Please tell me you're not turning that thing into a beer drinking bike,cause you don't drink...!!! LOL !!!


----------



## meangreen360 (May 3, 2009)

We all have jokes now!lol Hell no mine is usually always the muddiest. Somebody is getting there air let out of there tires.


----------



## walker (Apr 5, 2009)

bwhahhaaha ..... don't shoot the messanger i'm just tellin you what i heard ...


----------



## monsterbrute750 (Apr 13, 2010)

Be sure to strap a chainsaw on the back the next time you come to greens bayou......


----------



## meangreen360 (May 3, 2009)

monsterbrute750 said:


> Be sure to strap a chainsaw on the back the next time you come to greens bayou......


 Why? Im not gonna be that wide. Justin is wider than me and he had no problems


----------



## filthyredneck (Feb 10, 2010)

Yeah man I'm out just beyond 60 inches... fits everywhere a sxs will fit, but I dont have quite as long of a wheelbase to deal with.


----------



## filthyredneck (Feb 10, 2010)

meangreen360 said:


> We all have jokes now!lol Hell no mine is usually always the muddiest. Somebody is getting there air let out of there tires.

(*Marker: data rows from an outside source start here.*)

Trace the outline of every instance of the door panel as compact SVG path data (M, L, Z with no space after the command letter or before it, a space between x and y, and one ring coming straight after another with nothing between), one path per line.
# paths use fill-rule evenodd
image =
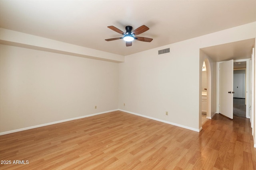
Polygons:
M234 61L220 64L220 113L233 119Z

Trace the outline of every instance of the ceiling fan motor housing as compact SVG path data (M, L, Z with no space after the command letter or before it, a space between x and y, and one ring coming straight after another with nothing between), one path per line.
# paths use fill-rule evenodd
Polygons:
M126 32L125 33L125 34L130 35L132 30L132 27L131 26L126 26L125 27L125 29L126 30Z

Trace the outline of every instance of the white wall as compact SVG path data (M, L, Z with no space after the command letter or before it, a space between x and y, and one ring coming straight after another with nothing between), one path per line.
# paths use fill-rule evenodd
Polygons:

2nd muddiest if mines out that day, I have to try my best to stay clean:rockn:..... And fail miserably at it everytime. Need some really wide fender flares


----------



## meangreen360 (May 3, 2009)

Yeah,like eight inch wide fender flares.


----------



## bigbadbrute750 (Aug 16, 2010)

Just a quick question for you Houston riders. Is there any other places to ride in the houston aera besides outlaw atv park in highlands?


----------



## 03dsglightning (Jun 18, 2010)

THE Baddest brute is the one you built yourself.....do all the mods with the help of the MIMB boards and it will be exactly what you want.


----------



## walker (Apr 5, 2009)

filthyredneck08brute said:


> Yeah man I'm out just beyond 60 inches... fits everywhere a sxs will fit, but I dont have quite as long of a wheelbase to deal with.


 
not for long little buddy :rockn:.. may have a suprise for you at meet and greet


----------



## Tony Gilbert (Aug 17, 2010)

*07 brute*

I have a 05 brute with 29.5 laws with a two inch lift thinking of going to some silver backs at least 30 inches any comments on either tire good or bad ? 

Tigger


----------



## walker (Apr 5, 2009)

love my 32 back's . they churn tha butter


----------



## Tony Gilbert (Aug 17, 2010)

ten four about to put my two inch lift on and might get some backs for christmas


----------



## mudrider28 (Dec 29, 2009)

Biggest and baddest is something different in every ones mind. Where I'm from, I've probably got the biggest baddest bike around, and closest to mine, would be a stock MudPro on 30" Mudzillas. My mods are in my sig, and I'm sitting at around 17" of GC with the lifts and 30's. Stock MudPro with 30's is at 16" If you want the biggest and baddest, I see you're in Texas, so good luck! LOL


----------



## bigbadbrute750 (Aug 16, 2010)

Well I'm pretty happy of what I have right now, I came from a stock brute, and I have probably put about 100 hours of work into her.


----------



## filthyredneck (Feb 10, 2010)

Tony Gilbert said:


> I have a 05 brute with 29.5 laws with a two inch lift thinking of going to some silver backs at least 30 inches any comments on either tire good or bad ?
> 
> Tigger


What kind of riding do you do? ....the backs are good in some places, and outlaws are good in some.... both are great tires. The 29.5s pull like crazy, and definitely seemed to do better in the deep water (with sandy bottom) than some of the backs that I've seen out. Just rode with a guy this past saturday night that had a 2010 brute 750 with a 6" gorilla and 30" backs...his complaint was that the backs dig too bad for water riding and said that his next set will be 31 laws.... I love my 31s, but had 29.5s before I got these.... liked them just as much. The 31s ride better but they're heavier too.


----------



## walker (Apr 5, 2009)

we all know what kinda tires i like ... bwhahahaha


----------



## Polaris425 (Dec 16, 2004)

Give it to me, and then it will be the most badass brute around :rockn:


----------